Art. 169. Prescreve em dois anos a ação anulatória da decisão administrativa que denegar a restituição.
Parágrafo único. O prazo de prescrição é interrompido pelo início da ação judicial, recomeçando o seu curso, por metade, a partir da data da intimação validamente feita ao representante judicial da Fazenda Pública interessada.
Trata-se de ação com o objetivo de anular a decisão administrativa que denegou a restituição. É uma ação pouco utilizada, considerando que a ação de repetição do indébito já pressupõe a anulação da decisão administrativa denegatória da restituição.
TRIBUTÁRIO. AÇÃO DE REPETIÇÃO DE INDÉBITO TRIBUTÁRIO. PRESCRIÇÃO. ARTIGO 169, DO CTN.
- O art. 169, do CTN, dispõe que prescreve em 2 (dois) anos a ação anulatória da decisão administrativa que denegar a restituição.
- Ajuizada a ação de repetição de indébito tributário após decorridos 2 (dois) anos da notificação do contribuinte, da decisão administrativa denegatória da restituição, forçoso reconhecer a ocorrência da prescrição. 3. Apelação do autor a que se nega provimento. (TRF-1 – AC: 17225 MG 2002.38.00.017225-0, Relator: DESEMBARGADORA FEDERAL MARIA DO CARMO CARDOSO, Data de Julgamento: 31/01/2006, OITAVA TURMA, Data de Publicação: 24/02/2006 DJ p.116)

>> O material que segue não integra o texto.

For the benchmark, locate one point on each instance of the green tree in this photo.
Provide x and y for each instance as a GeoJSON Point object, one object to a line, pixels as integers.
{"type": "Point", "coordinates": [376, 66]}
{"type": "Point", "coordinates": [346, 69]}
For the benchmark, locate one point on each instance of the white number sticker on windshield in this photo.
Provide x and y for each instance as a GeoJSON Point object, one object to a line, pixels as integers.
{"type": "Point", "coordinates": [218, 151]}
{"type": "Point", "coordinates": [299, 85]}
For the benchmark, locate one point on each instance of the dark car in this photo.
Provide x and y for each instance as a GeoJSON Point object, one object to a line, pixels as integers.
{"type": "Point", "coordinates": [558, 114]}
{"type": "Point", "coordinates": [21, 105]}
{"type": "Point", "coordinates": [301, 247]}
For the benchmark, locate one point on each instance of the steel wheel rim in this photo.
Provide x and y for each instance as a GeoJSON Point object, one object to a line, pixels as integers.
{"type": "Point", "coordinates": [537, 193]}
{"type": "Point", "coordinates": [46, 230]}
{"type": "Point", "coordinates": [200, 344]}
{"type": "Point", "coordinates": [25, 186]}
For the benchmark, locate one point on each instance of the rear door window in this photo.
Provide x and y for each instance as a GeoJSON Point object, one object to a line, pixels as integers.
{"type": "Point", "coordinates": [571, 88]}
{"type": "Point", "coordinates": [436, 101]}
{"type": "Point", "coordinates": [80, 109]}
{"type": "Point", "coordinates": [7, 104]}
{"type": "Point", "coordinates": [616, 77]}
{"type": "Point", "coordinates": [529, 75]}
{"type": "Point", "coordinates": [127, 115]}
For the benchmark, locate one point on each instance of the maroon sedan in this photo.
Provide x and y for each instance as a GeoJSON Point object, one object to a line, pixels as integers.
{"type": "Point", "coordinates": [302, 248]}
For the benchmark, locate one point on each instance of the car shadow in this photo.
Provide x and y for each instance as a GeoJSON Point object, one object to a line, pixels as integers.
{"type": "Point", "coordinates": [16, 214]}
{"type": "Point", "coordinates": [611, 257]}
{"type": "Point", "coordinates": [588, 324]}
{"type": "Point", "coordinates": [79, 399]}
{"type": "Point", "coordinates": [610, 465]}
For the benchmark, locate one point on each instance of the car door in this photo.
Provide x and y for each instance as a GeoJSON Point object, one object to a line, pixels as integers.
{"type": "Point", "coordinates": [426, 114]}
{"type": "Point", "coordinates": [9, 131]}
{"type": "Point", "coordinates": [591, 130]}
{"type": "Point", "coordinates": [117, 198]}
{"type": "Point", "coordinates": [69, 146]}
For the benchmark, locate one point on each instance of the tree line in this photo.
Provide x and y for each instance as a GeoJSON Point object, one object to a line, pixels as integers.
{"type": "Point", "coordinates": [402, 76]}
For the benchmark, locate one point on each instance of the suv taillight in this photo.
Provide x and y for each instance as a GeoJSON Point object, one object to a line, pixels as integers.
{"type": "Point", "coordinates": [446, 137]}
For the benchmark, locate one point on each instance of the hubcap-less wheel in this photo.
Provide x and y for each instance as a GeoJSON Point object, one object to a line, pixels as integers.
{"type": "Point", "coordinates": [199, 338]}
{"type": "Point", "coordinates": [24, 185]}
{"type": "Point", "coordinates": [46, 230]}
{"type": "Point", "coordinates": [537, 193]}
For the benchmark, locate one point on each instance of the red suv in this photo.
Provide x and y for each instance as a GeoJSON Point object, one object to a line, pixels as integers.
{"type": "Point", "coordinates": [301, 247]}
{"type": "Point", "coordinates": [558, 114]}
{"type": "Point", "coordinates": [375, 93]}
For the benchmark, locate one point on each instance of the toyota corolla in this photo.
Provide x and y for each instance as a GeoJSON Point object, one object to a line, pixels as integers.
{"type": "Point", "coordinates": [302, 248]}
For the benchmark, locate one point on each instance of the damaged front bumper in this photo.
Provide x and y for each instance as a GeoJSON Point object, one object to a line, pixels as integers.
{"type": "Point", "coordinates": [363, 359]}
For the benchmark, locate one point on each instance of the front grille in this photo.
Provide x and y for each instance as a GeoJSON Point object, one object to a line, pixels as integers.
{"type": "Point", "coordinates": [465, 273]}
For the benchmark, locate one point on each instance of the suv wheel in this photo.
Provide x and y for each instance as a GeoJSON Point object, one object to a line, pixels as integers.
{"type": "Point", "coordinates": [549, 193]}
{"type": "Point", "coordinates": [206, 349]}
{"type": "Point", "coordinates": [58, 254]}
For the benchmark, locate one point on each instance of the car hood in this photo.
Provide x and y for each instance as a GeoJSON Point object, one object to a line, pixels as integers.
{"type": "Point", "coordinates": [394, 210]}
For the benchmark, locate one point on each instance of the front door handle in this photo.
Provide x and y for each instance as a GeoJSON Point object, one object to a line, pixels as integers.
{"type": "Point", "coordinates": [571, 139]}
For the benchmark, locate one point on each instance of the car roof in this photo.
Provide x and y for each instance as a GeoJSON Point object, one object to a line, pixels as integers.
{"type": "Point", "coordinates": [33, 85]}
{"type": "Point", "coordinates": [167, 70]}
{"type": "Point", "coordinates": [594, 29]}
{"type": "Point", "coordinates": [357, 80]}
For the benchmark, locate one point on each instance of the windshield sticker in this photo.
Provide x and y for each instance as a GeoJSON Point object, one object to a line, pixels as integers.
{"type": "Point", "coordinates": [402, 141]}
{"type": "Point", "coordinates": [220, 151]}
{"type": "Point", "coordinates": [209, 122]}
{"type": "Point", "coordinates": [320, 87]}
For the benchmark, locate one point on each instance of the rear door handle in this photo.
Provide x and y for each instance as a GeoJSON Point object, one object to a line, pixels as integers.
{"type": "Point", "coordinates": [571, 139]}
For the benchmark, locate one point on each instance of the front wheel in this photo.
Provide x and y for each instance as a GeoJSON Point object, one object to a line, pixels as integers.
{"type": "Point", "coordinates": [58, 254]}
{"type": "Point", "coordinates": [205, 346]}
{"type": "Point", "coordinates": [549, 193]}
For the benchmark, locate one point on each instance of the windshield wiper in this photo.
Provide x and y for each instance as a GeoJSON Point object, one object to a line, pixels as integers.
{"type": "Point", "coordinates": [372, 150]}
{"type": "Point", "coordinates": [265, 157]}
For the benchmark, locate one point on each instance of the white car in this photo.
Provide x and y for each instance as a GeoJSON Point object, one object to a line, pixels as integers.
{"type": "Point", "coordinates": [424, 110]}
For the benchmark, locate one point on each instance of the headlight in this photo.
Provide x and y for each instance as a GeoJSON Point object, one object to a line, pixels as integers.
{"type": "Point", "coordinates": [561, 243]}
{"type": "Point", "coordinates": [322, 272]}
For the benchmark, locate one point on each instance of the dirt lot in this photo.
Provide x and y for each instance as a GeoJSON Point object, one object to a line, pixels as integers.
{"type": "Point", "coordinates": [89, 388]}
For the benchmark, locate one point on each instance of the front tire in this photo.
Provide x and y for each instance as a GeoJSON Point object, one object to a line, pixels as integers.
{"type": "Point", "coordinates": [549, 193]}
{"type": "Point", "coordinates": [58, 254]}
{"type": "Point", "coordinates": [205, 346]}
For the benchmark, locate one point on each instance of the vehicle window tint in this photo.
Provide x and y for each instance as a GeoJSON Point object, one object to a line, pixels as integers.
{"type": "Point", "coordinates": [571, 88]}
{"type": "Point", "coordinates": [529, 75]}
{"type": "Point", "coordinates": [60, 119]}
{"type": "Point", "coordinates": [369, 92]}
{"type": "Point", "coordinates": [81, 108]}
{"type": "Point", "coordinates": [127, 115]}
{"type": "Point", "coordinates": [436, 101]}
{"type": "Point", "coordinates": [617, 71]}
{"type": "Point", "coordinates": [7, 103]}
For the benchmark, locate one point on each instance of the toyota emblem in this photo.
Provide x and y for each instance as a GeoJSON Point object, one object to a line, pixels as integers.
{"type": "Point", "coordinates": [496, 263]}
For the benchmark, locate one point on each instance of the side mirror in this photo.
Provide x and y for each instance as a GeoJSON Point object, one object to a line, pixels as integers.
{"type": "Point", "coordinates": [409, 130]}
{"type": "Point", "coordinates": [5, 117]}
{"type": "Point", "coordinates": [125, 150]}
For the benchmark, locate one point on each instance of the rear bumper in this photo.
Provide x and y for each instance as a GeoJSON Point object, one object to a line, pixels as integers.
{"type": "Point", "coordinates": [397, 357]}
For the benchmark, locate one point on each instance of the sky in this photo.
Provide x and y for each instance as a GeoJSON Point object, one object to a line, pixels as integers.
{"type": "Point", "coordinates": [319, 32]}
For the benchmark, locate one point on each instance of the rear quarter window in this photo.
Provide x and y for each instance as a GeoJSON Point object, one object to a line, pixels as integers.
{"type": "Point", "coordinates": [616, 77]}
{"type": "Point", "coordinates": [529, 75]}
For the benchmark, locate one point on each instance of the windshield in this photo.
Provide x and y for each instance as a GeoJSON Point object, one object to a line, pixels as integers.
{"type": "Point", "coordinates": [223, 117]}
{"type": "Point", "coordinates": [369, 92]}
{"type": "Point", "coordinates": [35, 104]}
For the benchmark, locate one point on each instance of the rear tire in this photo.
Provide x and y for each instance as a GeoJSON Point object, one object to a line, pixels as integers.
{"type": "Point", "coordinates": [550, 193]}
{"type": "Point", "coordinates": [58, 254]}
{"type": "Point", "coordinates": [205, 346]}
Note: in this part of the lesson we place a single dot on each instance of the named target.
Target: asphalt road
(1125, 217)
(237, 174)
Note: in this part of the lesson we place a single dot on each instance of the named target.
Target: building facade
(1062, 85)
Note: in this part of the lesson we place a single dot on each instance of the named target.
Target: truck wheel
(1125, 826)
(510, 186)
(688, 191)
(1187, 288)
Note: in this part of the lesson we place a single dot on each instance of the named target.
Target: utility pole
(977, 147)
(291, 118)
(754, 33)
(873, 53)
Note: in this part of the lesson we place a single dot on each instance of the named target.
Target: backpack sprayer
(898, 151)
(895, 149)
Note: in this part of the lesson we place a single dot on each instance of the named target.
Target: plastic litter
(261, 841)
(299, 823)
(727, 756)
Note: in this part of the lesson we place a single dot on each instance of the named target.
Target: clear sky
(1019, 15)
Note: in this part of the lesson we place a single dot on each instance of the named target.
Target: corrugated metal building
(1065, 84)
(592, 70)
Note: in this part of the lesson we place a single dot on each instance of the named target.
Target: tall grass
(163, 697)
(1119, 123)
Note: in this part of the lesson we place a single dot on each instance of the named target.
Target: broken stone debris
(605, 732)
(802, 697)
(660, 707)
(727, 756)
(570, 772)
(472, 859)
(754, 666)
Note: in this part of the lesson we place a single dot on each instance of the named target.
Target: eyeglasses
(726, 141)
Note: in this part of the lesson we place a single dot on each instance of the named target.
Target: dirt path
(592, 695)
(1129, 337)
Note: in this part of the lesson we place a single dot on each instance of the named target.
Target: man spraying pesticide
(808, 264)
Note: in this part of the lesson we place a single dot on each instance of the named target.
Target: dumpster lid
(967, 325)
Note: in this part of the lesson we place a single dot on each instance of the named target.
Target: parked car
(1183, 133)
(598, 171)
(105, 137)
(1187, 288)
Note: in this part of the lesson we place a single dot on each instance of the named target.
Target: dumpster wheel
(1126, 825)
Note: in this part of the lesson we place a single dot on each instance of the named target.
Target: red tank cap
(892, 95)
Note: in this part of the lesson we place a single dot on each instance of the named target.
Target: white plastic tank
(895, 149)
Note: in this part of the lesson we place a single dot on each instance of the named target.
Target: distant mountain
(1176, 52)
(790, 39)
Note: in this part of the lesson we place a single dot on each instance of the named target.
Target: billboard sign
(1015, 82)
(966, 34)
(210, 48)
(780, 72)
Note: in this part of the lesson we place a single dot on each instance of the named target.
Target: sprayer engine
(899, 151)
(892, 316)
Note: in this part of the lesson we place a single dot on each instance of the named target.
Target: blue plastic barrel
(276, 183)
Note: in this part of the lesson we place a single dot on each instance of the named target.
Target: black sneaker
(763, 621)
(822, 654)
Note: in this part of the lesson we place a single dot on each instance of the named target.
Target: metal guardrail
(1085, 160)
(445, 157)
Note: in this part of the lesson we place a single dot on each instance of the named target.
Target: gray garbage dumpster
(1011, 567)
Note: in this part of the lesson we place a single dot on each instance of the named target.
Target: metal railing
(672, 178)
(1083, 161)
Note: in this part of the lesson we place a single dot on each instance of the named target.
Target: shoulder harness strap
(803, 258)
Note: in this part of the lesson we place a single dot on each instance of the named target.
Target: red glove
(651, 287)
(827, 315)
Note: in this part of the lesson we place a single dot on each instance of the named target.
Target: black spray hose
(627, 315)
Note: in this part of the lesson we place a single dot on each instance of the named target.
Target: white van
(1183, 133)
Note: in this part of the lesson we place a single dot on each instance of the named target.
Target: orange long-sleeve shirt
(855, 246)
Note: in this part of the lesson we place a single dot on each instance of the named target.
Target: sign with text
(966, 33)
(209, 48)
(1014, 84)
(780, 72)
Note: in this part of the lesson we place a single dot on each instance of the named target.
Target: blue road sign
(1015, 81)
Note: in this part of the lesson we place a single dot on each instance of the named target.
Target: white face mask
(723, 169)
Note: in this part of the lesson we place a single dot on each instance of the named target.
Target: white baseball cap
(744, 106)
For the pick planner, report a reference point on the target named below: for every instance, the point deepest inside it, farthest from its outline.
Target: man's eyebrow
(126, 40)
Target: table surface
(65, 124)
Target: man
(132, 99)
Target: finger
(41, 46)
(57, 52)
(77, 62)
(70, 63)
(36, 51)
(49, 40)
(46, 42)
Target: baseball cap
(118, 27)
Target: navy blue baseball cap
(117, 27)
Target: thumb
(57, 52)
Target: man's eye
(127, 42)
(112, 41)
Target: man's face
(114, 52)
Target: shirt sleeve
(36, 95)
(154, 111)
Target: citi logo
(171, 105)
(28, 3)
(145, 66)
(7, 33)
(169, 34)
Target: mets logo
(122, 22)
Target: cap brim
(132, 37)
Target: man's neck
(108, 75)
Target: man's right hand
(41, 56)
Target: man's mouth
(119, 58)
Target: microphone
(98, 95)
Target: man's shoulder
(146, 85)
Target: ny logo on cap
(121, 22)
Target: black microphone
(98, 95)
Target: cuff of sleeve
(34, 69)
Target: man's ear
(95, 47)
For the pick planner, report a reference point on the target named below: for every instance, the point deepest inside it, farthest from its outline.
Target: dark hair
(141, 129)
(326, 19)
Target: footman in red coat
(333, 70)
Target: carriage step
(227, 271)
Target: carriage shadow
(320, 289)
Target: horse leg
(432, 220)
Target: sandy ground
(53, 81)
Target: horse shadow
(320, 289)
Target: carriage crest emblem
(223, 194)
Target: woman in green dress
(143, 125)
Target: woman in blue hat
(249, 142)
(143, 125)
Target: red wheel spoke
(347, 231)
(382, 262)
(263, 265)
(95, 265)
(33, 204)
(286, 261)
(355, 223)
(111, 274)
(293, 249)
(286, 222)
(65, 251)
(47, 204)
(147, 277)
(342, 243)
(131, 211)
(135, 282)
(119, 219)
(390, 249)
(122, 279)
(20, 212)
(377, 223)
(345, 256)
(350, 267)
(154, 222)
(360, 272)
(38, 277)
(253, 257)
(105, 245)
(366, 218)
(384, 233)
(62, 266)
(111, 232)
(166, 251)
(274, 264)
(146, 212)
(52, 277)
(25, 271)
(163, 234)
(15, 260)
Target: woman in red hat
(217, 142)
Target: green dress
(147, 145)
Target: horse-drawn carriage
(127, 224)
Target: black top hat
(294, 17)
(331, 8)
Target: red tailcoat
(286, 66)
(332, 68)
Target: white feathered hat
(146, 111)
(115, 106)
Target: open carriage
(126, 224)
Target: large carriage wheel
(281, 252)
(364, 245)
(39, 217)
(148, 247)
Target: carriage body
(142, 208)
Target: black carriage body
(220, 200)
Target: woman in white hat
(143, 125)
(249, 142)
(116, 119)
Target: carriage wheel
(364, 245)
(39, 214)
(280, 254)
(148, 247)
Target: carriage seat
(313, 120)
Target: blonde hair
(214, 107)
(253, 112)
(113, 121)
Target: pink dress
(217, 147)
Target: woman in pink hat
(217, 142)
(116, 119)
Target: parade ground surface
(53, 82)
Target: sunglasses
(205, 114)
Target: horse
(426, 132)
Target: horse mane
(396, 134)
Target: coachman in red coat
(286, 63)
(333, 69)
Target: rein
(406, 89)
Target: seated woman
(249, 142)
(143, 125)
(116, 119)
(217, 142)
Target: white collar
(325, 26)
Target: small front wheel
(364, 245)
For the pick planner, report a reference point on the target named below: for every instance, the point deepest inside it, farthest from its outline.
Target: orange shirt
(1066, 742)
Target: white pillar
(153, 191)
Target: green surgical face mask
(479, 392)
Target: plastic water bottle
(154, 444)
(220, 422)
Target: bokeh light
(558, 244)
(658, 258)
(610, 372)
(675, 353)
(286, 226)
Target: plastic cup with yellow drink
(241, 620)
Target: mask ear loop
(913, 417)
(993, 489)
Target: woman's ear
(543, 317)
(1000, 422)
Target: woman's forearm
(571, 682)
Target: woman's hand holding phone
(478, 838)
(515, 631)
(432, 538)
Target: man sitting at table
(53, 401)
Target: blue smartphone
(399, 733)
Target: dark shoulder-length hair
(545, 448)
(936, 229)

É importante destacar que tal regra aplica-se também nos casos de requerimento administrativo de compensação.
O art. 169 dispõe que prescreve em dois anos a ação anulatória da decisão administrativa que denegar a restituição. Já vimos que o contribuinte não é obrigado a primeiro utilizar-se da via administrativa para somente depois ir ao judiciário. Por óbvio, o prazo desse artigo somente é utilizado para os que antes de buscar o Poder Judiciário tentaram resolver a questão administrativa. O pressuposto para aplicação dessa regra é que tenha havido o pleito de repetição de indébito na via administrativa, e que tenha sido denegado.
O parágrafo único do artigo em comento é bastante confuso. Afirma que o prazo de prescrição é interrompido pelo início da ação judicial, recomeçando o seu curso, por metade, a partir da data da intimação validamente feita ao representante judicial da fazenda pública interessada.
Devemos analisar o parágrafo único em duas partes distintas. A primeira delas é quando diz que o prazo da prescrição da ação anulatória da decisão administrativa é interrompido pelo início da ação judicial, que devemos entender pela sua respectiva distribuição. Tal regra é diferente do previsto no CPC e mesmo da lei de execuções fiscais, em que o prazo de interrompe com o despacho do juiz ordenando a citação do Réu.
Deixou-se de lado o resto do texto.